KPS Berhad Q1 2025 Latest Quarterly Report Analysis

KPS Berhad’s 1Q25: Navigating Headwinds with Operational Resilience and a Return to Profitability

Greetings, fellow investors and market watchers! Today, we’re diving deep into the latest financial report from Kumpulan Perangsang Selangor Berhad (“KPS Berhad”), covering their first quarter ended 31 March 2025 (1Q25). In an environment still grappling with global economic shifts and elevated costs, KPS Berhad has demonstrated remarkable operational resilience, posting a higher revenue and, more impressively, a significant turnaround in its profitability. This report offers a compelling narrative of strategic adaptation and growth in key segments, painting a picture of a company actively charting its path forward. Let’s explore the numbers and the story behind them.

Core Data Highlights: A Closer Look at the Numbers

KPS Berhad reported a robust financial performance for 1Q25, showcasing growth in revenue and a significant rebound in profitability. The Group’s strategic focus on its manufacturing segment, particularly new project wins, has been instrumental in this quarter’s success.

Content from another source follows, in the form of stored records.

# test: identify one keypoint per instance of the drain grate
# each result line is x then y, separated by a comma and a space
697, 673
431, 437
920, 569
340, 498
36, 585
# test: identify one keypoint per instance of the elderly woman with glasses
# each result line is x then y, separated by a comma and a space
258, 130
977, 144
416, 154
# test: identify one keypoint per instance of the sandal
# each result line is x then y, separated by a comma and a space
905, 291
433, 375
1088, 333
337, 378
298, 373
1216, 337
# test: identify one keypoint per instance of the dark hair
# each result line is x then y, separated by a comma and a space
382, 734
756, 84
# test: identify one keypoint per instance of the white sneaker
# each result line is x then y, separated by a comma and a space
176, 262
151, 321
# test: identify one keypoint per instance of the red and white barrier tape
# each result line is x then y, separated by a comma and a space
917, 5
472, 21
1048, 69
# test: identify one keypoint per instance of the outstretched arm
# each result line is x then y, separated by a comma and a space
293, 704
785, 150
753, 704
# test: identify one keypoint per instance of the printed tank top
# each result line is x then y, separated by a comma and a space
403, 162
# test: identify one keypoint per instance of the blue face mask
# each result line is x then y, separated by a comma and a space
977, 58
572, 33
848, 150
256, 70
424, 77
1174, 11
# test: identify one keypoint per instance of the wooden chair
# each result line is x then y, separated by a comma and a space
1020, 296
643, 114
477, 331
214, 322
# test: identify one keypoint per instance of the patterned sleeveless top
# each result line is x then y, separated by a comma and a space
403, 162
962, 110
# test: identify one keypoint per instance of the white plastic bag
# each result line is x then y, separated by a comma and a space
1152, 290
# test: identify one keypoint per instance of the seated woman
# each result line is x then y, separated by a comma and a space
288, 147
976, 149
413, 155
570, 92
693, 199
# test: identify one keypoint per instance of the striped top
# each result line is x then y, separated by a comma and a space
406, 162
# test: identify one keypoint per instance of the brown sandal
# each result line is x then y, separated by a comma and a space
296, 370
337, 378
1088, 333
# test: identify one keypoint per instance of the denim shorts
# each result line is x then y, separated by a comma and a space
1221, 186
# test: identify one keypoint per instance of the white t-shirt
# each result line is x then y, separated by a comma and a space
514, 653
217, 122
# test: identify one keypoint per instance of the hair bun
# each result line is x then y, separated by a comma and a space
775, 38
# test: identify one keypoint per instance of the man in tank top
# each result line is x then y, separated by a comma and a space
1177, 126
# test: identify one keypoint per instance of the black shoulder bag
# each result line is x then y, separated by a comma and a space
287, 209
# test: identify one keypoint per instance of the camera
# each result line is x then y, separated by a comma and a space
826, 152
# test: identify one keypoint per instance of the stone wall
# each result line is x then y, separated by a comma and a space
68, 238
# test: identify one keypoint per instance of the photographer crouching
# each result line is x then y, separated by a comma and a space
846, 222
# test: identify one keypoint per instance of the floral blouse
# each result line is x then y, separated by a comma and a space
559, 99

Group Financial Performance: A Positive Turnaround

Despite a complex operating environment characterised by slower demand recovery and elevated input costs, KPS Berhad delivered a steady increase in overall revenue and a notable improvement in profit after tax.

1Q25

Revenue: RM243.5 million

Operating Profit: RM13.7 million

Profit After Tax (PAT): RM8.2 million (Profit)

1Q24

Revenue: RM233.8 million

Operating Profit: RM8.0 million

Profit After Tax (PAT): RM6.0 million (Loss)

The Group’s revenue saw a modest increase of approximately 4.15%, rising from RM233.8 million in 1Q24 to RM243.5 million in 1Q25. More significantly, operating profit almost doubled, soaring to RM13.7 million from RM8.0 million in the previous corresponding quarter. This impressive growth was primarily driven by stronger contributions from its manufacturing business. The most striking highlight is the Group’s return to profitability, posting a PAT of RM8.2 million, a significant turnaround from a loss position of RM6.0 million in 1Q24.

Business Unit Performance: Mixed Fortunes, Strategic Wins

The manufacturing business, comprising Toyoplas, CPI, MDS Advance, and CBB, continues to be the backbone of KPS Berhad, contributing 83.8% to the Group’s revenue. This segment collectively posted RM204.1 million in revenue for 1Q25, up from RM192.6 million in 1Q24.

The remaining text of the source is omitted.